Reverse image search and (profile) pics: unwanted linking of private and public information (Airbnb as an example)
We are well aware by now that if you post your full name on a public page, that page will become part of public persona, aka your Google (ego)search results. You might not want to link your home address or holiday destinations to be Google-linked to your name. Yesterday I noticed that Airbnb1 features user profiles that are publicly accessible (you do not have to be logged in to see them) and crawlable (there’s no meta information or robots.txt preventing search engines from indexing the profile) by default2. Airbnb took the wise decision to obfuscate a user’s full name (only first character of the last name is used in the profile), but there’s an other identifier that possibly links your Airbnb to your public profile(s): your profile pic.
There have been reverse image search engines around for a while, but most of them had indexed just a tiny fraction of online images.

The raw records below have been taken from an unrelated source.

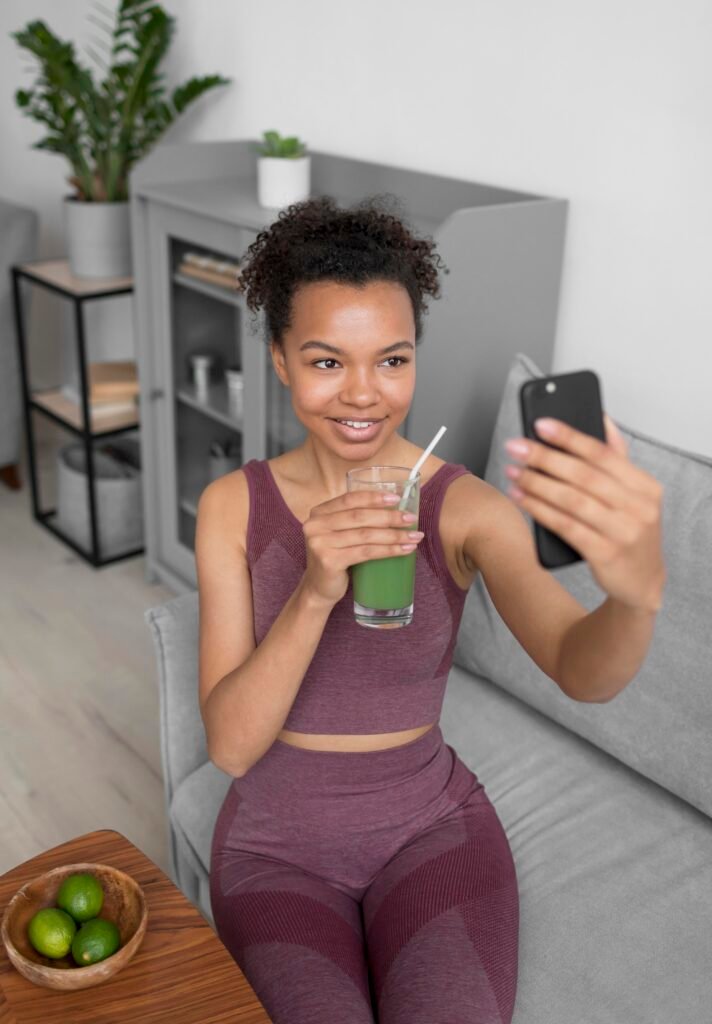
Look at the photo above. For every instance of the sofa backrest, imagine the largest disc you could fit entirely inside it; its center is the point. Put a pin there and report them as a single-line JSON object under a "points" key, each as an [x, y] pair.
{"points": [[661, 724]]}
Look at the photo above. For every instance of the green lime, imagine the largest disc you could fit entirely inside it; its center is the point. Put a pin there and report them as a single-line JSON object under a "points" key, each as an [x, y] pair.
{"points": [[94, 941], [50, 932], [81, 896]]}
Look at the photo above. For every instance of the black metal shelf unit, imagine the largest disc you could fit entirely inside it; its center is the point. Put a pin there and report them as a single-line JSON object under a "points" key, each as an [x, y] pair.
{"points": [[55, 276]]}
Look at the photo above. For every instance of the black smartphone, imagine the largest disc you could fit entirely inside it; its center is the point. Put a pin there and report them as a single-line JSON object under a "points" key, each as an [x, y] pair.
{"points": [[576, 398]]}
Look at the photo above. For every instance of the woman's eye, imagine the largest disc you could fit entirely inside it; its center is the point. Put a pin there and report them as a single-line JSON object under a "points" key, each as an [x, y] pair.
{"points": [[400, 358]]}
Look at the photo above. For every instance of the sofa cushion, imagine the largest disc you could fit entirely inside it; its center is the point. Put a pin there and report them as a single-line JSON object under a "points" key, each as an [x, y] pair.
{"points": [[615, 873], [194, 812], [661, 723]]}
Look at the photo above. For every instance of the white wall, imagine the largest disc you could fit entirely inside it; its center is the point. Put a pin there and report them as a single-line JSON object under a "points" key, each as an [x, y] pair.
{"points": [[605, 103]]}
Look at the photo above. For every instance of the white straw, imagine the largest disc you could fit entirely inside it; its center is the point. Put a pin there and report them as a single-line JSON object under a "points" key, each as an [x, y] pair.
{"points": [[419, 463]]}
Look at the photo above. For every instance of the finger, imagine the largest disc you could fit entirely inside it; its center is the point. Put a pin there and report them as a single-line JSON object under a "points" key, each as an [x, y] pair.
{"points": [[353, 500], [541, 461], [371, 536], [590, 544], [345, 519], [614, 524], [593, 451], [596, 452], [614, 436]]}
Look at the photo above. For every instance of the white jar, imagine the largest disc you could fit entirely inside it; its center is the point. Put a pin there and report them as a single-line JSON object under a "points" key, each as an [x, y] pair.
{"points": [[282, 180]]}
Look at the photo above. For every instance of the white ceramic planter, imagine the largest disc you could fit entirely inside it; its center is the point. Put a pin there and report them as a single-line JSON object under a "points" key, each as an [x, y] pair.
{"points": [[282, 180], [98, 239]]}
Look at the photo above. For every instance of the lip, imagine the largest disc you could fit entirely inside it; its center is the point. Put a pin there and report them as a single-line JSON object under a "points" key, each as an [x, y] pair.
{"points": [[357, 433]]}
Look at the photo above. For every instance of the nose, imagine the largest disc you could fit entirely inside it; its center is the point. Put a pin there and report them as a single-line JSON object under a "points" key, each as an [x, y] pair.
{"points": [[361, 389]]}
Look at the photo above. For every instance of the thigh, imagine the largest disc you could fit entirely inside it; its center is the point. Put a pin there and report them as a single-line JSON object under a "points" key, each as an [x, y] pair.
{"points": [[297, 940], [442, 924]]}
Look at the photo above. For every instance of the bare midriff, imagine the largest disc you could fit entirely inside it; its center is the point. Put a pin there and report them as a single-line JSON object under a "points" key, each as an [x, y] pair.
{"points": [[368, 741]]}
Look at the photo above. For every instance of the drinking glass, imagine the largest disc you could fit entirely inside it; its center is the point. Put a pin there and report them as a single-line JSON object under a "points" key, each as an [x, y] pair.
{"points": [[383, 588]]}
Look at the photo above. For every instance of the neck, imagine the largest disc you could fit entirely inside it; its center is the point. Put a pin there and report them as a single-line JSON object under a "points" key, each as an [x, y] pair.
{"points": [[323, 471]]}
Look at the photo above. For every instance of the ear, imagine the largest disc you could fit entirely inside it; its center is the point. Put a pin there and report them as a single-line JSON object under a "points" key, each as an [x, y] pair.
{"points": [[279, 363], [614, 436]]}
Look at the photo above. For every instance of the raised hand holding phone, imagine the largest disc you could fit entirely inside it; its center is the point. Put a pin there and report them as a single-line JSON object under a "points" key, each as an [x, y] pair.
{"points": [[589, 493]]}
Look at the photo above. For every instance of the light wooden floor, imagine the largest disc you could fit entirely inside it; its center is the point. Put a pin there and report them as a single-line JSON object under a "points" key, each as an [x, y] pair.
{"points": [[79, 717]]}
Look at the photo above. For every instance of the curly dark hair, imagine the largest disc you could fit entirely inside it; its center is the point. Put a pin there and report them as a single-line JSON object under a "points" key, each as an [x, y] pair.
{"points": [[316, 240]]}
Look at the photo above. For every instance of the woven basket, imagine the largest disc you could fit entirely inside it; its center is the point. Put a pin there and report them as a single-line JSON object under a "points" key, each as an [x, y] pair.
{"points": [[118, 496]]}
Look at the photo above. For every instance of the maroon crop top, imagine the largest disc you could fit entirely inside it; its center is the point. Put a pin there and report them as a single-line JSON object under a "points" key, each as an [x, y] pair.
{"points": [[360, 680]]}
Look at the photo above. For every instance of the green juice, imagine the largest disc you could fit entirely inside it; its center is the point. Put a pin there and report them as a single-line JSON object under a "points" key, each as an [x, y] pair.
{"points": [[385, 583]]}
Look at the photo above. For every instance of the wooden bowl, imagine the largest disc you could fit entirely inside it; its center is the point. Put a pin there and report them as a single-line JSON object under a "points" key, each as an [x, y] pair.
{"points": [[124, 903]]}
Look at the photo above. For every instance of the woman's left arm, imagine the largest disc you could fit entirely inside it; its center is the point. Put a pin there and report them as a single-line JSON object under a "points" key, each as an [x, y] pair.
{"points": [[591, 495]]}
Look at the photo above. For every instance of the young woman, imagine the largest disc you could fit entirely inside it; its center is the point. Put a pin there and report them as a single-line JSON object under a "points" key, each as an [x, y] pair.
{"points": [[359, 870]]}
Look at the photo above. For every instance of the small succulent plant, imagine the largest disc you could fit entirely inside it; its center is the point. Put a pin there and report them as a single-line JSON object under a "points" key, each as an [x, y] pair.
{"points": [[277, 145]]}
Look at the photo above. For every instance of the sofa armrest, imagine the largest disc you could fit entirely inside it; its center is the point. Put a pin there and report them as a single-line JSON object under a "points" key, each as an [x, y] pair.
{"points": [[183, 744]]}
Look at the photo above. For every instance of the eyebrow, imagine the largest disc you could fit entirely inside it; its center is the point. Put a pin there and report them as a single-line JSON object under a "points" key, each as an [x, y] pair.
{"points": [[339, 351]]}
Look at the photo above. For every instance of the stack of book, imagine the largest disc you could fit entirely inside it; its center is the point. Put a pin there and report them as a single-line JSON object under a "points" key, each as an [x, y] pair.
{"points": [[210, 268], [113, 388]]}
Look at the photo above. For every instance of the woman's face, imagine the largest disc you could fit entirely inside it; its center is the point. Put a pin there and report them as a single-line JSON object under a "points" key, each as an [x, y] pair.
{"points": [[361, 381]]}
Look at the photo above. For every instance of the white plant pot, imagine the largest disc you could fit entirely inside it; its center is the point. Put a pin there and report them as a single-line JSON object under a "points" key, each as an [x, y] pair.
{"points": [[98, 239], [282, 180]]}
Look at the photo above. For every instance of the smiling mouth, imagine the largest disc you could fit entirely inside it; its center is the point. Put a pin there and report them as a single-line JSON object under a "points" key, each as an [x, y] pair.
{"points": [[336, 420]]}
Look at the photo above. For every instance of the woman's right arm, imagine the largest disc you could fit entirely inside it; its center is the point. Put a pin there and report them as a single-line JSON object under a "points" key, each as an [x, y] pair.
{"points": [[247, 691]]}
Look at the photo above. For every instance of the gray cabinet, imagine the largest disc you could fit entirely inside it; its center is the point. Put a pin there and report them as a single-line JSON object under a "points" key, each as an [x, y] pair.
{"points": [[504, 252]]}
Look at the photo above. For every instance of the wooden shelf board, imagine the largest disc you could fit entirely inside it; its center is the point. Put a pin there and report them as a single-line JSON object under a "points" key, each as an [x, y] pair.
{"points": [[56, 272], [71, 412]]}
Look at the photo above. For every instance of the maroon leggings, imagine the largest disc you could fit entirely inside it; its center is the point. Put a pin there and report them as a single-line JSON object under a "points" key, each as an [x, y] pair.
{"points": [[368, 886]]}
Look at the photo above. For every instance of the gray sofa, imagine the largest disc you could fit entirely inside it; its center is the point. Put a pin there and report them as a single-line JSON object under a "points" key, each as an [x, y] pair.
{"points": [[18, 243], [608, 807]]}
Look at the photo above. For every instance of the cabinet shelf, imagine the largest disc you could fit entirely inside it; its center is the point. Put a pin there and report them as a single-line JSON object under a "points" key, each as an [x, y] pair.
{"points": [[215, 404], [223, 294]]}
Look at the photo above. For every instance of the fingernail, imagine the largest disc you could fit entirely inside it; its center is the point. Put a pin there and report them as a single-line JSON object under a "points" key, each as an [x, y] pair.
{"points": [[545, 426], [516, 446]]}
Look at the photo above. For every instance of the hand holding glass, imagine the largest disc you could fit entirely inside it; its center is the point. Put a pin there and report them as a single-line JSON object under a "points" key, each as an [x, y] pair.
{"points": [[383, 588]]}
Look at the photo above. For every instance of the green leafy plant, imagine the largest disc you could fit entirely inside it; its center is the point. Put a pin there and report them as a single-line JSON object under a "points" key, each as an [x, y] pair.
{"points": [[103, 129], [278, 145]]}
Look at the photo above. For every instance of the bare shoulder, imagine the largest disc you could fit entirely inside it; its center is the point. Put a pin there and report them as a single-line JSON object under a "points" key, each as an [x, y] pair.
{"points": [[225, 504], [466, 508]]}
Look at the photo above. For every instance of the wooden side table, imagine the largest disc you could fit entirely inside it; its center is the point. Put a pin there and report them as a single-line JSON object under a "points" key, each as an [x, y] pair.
{"points": [[180, 973]]}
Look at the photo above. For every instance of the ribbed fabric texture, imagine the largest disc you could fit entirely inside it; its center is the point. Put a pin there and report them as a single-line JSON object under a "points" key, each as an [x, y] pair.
{"points": [[360, 680]]}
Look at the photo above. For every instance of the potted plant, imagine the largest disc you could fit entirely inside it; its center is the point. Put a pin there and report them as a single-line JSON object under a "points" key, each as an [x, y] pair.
{"points": [[283, 171], [102, 129]]}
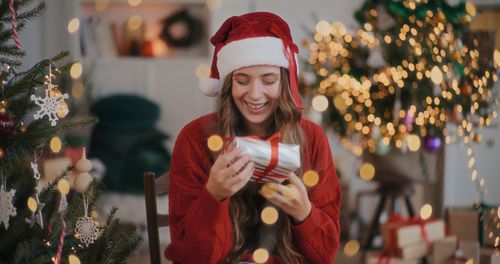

Last June Google made its Google Goggles service also available on the web as “Search by Image” (test with your favourite holiday pic to see how powerful it is).
I did a little test with the Twitter profile pic of Airbnb’s marketing person, check out the video (full screen to make it readable):
Turns out that search results for a picture link together all your web presences where you used it, just like it does for a full name – including the places where you actually avoided to use your real name (or where it’s obfuscated, as in Airbnb’s case).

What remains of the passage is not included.